The same study found that corporate growth indicators like growth in sales, besides profit before depreciation, interest and taxes (pbdit) of 15.1 per cent and 16.9 per cent, respectively, during the 20-year period was less than the 20.4 per cent increase seen in CEO compensation. The disparity was rather stark during the 1992-93 to 2000-01 period where sales and pbdit grew by just 11.5 and 13.8 per cent, respectively, compared to CEO pay increase of 33.1 per cent.
But CEOs, cutting across the corporate spectrum, disagree that performance is the only parameter to decide compensation. Agrees srf Ltd chief Arun Bharat Ram, "Barring a few at the top end, Indian CEOs do not get paid too much on an average. If you compare their remuneration in relation to their company size, they will be far behind their US counterparts."

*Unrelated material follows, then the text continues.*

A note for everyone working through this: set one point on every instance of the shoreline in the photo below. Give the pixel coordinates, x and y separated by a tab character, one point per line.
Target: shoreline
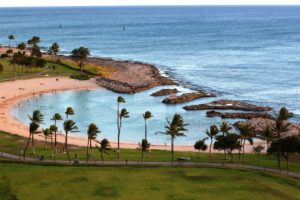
37	86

In fact, many chieftains think it is time India Inc further scaled up their pay packets. Says rpg Group vice-chairman Sanjiv Goenka, "Indian companies are globalising and their CEOs have to have a global mindset keeping in view the market realities. We should gradually move towards market-led global system of compensation for our CEOs." Agrees the Tatas' Gopalakrishnan, "The market does provide one vector for determining compensation." Finally, Escorts group chairman Rajan Nanda, chips in saying, "Fundamentally, Indian firms have to be led by high-calibre leaders to manage world-class businesses." Implied in that last statement is that you can't get such leaders unless you pay them attractively.
So, how should one decide on CEOs' packages? Answers Asian Paints MD Ashwin Dani, "It's difficult to quantify what a CEO should earn. It should be a function of the perceived value that he would add to the organisation and this could be both quantitative and qualitative depending on the role the CEO performs in the organisation." Adds Nanda, "A CEO should be paid for his responsibilities and his standing in the corporate world." Another option is to pay more if the company's board feels it needs a high-profile personality to lift the firm's bottomline. In such cases, price should not be a barrier.
Let's now see what experts in this field have to say about the issue. Tejpavan Gandhok, country manager, Stern Stewart & Co, feels that CEO pay should be based on a wide range of parameters. For instance, he says that salaries can be linked with two categories of parameters: leading and lagging. While lagging indicators give an idea of the financial performance of the company on the basis of available data, leading ones give you a feel of the future wealth-creation possibilities in the company.
However, involving more factors in determining CEO pay will surely make the issue more complex. As Gandhok admits, even his formula "raises more questions that answers". Well, what else did you expect when it comes to a sensitive, controversial, contentious issue like determining the compensation for Indian CEOs and promoters?